The Artemis I mission aims to be the first step, even without a crew, for successive missions with the ultimate goal of returning astronauts to the surface of the Moon
The United States space agency, NASA, announced this Saturday the suspension of the launch of the unmanned space mission to the Moon Artemis I due to a fuel leak. It is the second time that the launch has been canceled after registering problems in an engine last Monday.
“The Artemis I mission to the Moon has been postponed. The teams have tried to solve a problem of a leak in the transfer of fuel to the rocket, but they have not succeeded,” NASA reported on social networks.
The mission is comprised of the Orion spacecraft and the Space Launch System (SLS) rocket.
NASA has reported that the failure that prevented the launch of Artemis I on Monday was related to one of the four engines of the SLS core stage. Specifically, the number 3 engine was not able to reach the proper temperature required for takeoff.

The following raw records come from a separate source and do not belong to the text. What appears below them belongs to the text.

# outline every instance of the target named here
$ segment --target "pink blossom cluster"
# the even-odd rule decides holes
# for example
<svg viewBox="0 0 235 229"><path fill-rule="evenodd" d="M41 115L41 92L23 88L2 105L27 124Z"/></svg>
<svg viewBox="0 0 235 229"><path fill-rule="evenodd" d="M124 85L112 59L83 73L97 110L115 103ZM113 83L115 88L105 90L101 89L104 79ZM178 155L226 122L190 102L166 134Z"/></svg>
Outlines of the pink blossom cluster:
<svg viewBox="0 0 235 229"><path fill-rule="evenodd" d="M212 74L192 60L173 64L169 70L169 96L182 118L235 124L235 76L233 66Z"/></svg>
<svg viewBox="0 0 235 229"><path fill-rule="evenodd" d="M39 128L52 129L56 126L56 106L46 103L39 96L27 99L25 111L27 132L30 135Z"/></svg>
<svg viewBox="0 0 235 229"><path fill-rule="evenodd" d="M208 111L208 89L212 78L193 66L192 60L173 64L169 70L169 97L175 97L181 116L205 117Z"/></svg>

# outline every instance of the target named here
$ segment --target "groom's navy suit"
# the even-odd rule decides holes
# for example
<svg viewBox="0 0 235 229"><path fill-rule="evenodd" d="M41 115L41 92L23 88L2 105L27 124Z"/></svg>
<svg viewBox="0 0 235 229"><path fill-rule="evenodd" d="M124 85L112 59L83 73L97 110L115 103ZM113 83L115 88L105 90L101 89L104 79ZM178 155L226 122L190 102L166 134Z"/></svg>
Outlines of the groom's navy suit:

Once the fault was resolved, the rocket was prepared for launch this Saturday from platform 39B of the Kennedy Space Center in Cape Canaveral, Florida.
The Artemis I mission is intended to be the first step, still without a crew, for successive missions with the ultimate goal of returning astronauts to the surface of the Moon and enabling a long-term human presence for decades to come.
The primary goals of Artemis I are to demonstrate Orion’s systems in a spaceflight environment and to ensure safe re-entry, descent, splashdown, and recovery prior to the first crewed flight on Artemis II, NASA said at a briefing Tuesday. August.
The duration of the mission is set at between four and six weeks, with a journey of 2.1 million kilometers, with several orbits of the Earth and the Moon on its journey.